Aparentemente, los sentimientos eran correspondidos, informaron una multitud de primas. El incluso les había confesado qué lo había impactado de quien suscribe: lo bien educada que era.

Jamás hubo mayor golpe al ego.

Es verdad: había dicho "por favor" y "muchas gracias" varias veces. Pero esperaba haberlo seducido con la belleza de las decenas de trencitas hechas en el viaje desde Buenos Aires, o, al menos, haberlo impresionado con la valentía demostrada sobre Tronco o Fatiga, los caballos que invariablemente me tocaban ante la calidad de amazona.

Pero ahora resulta que el joven galán era un adelantado.
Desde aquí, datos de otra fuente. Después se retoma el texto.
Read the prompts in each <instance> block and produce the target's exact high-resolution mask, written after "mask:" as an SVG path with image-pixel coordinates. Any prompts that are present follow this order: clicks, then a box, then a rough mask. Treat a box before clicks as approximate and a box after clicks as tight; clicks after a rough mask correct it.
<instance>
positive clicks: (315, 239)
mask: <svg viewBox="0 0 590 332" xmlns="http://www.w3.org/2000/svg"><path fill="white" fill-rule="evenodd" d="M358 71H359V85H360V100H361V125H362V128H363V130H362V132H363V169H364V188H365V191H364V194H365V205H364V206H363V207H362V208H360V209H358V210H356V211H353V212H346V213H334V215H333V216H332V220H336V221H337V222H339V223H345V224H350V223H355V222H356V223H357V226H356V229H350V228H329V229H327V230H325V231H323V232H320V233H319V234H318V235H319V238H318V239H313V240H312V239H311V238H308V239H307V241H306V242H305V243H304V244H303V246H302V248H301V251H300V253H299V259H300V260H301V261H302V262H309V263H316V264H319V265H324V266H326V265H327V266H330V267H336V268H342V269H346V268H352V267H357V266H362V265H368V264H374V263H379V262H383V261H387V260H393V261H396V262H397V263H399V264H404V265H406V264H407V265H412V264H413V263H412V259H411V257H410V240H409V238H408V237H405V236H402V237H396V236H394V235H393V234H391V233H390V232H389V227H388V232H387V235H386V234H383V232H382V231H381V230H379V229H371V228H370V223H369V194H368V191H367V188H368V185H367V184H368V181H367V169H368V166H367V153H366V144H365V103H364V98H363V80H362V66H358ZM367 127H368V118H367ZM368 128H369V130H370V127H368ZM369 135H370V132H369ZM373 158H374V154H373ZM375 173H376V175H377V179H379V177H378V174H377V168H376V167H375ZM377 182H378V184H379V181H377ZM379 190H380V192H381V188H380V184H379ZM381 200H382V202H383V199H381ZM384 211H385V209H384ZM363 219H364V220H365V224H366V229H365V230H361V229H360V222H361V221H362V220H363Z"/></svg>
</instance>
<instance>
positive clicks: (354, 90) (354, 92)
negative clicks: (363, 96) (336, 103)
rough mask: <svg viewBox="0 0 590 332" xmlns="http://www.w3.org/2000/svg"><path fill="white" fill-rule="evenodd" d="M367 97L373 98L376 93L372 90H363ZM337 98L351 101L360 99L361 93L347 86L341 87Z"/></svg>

Eso demuestran las librerías de Nueva York, donde una sección crecientemente importante está dedicada a la etiqueta, que se "vende" como la nueva arma infalible para conquistar corazones.

¿A qué se debe este renovado interés por los modales, incluso en una sociedad como la norteamericana, en la que se supone que justamente no importan tanto? Para empezar, hay muchos nuevos desafíos. ¿Invitar a salir con un mensaje de texto al celular? ¿Los correos electrónicos multitudinarios que anuncian un divorcio con los detalles de reparto de bienes acaban con rumores o son de una indiscreción aberrante? ¿Vestido blanco para segundas y subsiguientes nupcias?

Además, hay temas sempiternos. Por eso, a la manera del Conde de Chikoff y su hija Eugenia en la Argentina, hay clásicos, como el pesado tomo de Emily Post Etiquette, publicado por primera vez en 1922, que se actualiza periódicamente, y las compilaciones de columnas de Miss Manners (o "la señorita buenas maneras") que aparecen sindicadas en varios diarios norteamericanos.

Su principal obsesión es la vida privada, de la que en la actualidad "existe el mito de que uno de los placeres que ésta ofrece es la posibilidad de liberarse de las buenas maneras", escribe Miss Manners, y señala que la máxima contemporánea de "ser uno mismo" en general es un eufemismo para poder ser repulsivo, sobre todo en el hogar.

Claro que, aunque estrictas, ninguna de las autoras de estos best-sellers es una mosquita muerta. Por ejemplo, consultada sobre el mejor lugar donde guardar cartas de un amor ilícito, Miss Manners no se inmuta y asegura que hay sólo uno: "En la chimenea, entre troncos ardientes".